- Patterson & Hennessy, "Computer Organization and Design -- The Hardware/Software Interface", Morgan Kaufmann, Fourth Edition.
In this class, you will design an advanced general-purpose processor that executes the MIPS ISA. Your goal is to create a processor that executes a few target benchmarks as quickly as possible. Everyone will start with the same baseline design (which executes the MIPS ISA correctly). Because the benchmarks are fixed, instruction count is relatively fixed. Therefore, your primary domains for improvement are CPI and cycle time. CPI mostly.
You will work in groups of one or two. You will be expected to implement a minimum of 5 architectural optimizations; beyond that, you will be judged primarily on the design's novelty, and performance, as well as your analysis of the design. We expect your choices to be driven more by performance than ease of implementation.
In addition, each group will also do at least one service project and one topic presentation. The presentation should be completed during the first half of the quarter, and the service project preferably earlier rather than later.
The grading scheme will be as follows:
Design Project & Analysis |
65 % |
Service Project, Contribution to Class Success |
20 % |
Topic Presentation |
15 % |
All of the information you need for the class will be available through Moodle, at https://csemoodle.ucsd.edu . That will include verilog infrastructure, code compilation infrastructure, suggestions for service projects, suggestions for optimizations, schedules for presentations, etc.

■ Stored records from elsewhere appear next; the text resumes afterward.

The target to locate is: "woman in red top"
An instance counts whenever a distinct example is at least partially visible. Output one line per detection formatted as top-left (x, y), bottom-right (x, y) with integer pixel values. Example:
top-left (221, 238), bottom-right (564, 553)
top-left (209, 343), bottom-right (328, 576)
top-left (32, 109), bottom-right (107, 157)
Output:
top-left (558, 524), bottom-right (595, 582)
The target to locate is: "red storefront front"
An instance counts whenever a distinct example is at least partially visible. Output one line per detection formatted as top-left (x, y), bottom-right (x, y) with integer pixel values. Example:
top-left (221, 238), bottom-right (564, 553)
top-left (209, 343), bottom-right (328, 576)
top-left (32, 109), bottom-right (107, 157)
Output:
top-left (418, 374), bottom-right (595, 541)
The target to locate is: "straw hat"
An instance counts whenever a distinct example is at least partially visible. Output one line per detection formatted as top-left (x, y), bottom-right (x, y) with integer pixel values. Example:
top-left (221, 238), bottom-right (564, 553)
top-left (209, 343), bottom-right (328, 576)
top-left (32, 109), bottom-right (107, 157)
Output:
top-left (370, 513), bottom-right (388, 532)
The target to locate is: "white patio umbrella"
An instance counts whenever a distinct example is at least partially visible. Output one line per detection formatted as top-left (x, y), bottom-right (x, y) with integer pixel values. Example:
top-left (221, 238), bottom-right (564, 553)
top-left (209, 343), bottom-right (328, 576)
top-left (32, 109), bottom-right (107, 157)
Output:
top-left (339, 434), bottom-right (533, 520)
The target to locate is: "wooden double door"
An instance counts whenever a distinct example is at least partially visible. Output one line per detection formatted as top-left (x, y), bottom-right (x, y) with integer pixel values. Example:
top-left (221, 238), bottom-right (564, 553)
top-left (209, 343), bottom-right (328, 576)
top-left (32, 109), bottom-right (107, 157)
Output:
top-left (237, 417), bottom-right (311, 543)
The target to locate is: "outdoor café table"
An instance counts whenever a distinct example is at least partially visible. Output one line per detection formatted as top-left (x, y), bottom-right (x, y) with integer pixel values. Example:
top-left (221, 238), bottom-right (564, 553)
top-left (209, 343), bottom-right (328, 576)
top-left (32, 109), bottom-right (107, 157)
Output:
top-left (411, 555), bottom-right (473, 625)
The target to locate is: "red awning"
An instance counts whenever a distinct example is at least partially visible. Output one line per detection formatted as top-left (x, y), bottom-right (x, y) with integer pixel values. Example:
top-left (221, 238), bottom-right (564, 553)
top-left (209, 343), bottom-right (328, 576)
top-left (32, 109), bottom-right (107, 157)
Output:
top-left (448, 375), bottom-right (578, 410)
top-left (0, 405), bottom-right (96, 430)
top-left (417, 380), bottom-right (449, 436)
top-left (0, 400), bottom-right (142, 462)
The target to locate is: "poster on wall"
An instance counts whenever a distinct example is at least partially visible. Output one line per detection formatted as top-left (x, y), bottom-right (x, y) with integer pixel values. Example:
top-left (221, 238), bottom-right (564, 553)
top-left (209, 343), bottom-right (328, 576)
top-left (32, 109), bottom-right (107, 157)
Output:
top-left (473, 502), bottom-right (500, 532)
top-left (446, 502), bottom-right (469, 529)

Altera has donated 10 Altera DE2 development boards for the class! To program it, we will be using the Quartus II web edition software, which is free to download. It can be found at:
http://www.altera.com/products/software/quartus-ii/web-edition/qts-we-index.html
Your design will be graded on three factors:
Completion of least 5 Optimizations (biweekly design reviews) |
50 % |
Performance (as achieved by the optimizations) |
20 % |
Analysis and Novelty of Design; expressed through Paper and Presentation |
30 % |
To be successful in this class, you will need to not only build something that is cool and high performance; you will need to measure it and communicate the novel elements of your design to the rest of the class. To do so, you will need to write an 8-page paper (along the lines of a IEEE Micro magazine paper), and give a 20-minute talk (along the lines of a HOTCHIPS presentation) that conveys these elements. We will also have student design reviews every other week that demonstrate your progress in completing the design.
see the Moodle page.
The following optimizations are candidates for implementation in your design project:
1. Caches (both instruction and data, or a unified). Could also do an off-chip cache, since the DE2 board has SRAM.

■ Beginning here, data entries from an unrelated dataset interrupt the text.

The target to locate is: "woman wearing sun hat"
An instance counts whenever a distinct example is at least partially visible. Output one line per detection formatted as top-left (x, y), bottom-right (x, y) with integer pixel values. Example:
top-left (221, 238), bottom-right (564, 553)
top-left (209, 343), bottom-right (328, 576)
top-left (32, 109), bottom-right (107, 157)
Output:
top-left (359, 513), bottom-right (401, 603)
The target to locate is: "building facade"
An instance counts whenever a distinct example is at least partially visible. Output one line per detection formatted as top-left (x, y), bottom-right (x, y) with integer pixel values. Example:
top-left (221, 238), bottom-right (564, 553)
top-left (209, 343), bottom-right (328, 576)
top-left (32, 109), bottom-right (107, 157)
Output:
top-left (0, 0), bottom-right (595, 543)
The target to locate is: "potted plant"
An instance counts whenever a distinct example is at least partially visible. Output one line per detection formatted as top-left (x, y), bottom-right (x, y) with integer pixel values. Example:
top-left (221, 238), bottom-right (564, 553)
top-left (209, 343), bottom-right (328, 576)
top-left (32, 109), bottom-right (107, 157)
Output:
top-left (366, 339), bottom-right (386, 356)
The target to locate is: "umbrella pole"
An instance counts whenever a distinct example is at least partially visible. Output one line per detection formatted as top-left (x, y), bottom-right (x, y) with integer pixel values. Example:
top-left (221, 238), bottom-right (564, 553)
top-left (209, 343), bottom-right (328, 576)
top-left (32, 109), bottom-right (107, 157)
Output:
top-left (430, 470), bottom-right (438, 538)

2. Cache optimizations (victim cache, pseudo-associative, …)
3. A lockup-free cache can service hits (and possible misses) while waiting for a miss to return from memory. With a lockup-free cache, the pipeline should stall on the use of data, not on a load miss.

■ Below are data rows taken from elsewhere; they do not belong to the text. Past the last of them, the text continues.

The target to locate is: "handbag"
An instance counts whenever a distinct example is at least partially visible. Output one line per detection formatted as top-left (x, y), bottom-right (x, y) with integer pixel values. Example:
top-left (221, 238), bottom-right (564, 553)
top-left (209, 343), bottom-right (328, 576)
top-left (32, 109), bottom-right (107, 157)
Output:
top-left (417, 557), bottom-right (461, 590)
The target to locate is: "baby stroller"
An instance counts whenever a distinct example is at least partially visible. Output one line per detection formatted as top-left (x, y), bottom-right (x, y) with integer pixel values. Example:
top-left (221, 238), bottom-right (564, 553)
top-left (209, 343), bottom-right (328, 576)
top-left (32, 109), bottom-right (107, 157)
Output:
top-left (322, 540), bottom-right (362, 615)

4. Superscalar execution. Fetch, decode, execute multiple instructions per cycle.
5. Superpipelining. Run the clock at a rate that is roughly half the cycle time of the baseline (e.g., half of the ALU stage delay).
6. Branch prediction.
7. Speculative execution. Allow the pipeline to execute well beyond unresolved branches. This requires checkpointing (at least some) processor state at each branch, and a two-phase commit (write intermediate results to a buffer or pseudo register file).
8. Register renaming. Is this useful without out-of-order execution?
9. Out-of-order execution. Instructions issue to the execution units in an order different than they are fetched.
10. Multithreading. One pipeline with multiple program counters. Instructions from multiple threads are mixed or interleaved on the pipeline.
11. Multicore. Multiple CPUs (pipelines) connected via a bus or interconnection network.
12. Hardware prefetching (stream buffer). Build a support hardware unit that observes the cache miss stream, recognizes patterns, and begins prefetching future misses.
13. Multi-path execution. On some low-confidence branches, execute both targets of the branch.
14. Runahead execution. On a load miss, keep executing the instruction stream (just dropping stalled instructions). This may cause a future miss to be initiated. When the original load completes, you must recover back to the state following the load (similar to a branch mispredict recovery).
15. Value prediction. Identify instructions with predictable outcomes. If the instruction is stalled, provide the predicted outcome and proceed. Must be able to recover. A similar technique is instruction reuse – if an instruction executes with the same inputs as a previous instance, provide the same output as before. The latter is non-speculative, but only helps with multiple-cycle operations.
16. Other ideas: feel free to ask us or do something unquestionably cool.
More ideas, as they come, will show up on Moodle.
Every other Thursday will be devoted to design reviews. You will be expected to make progress each time. These design reviews will be part of your grade, so doing most of the work at the end of the quarter will not be a reasonable strategy.
Each group must make a presentation, which must be completed in the first half of the quarter. Possible topics include the optimizations listed below. The presentation should take 20-30 minutes. You should present the topic (usual based on a seminal paper or article), and then sketch out a preliminary design/hardware approach. Students not presenting will be expected to have read the discussed papers.
References for Topic Presentations:
see the Moodle page.
Schedule
Will be posted on Moodle. Please check it regularly.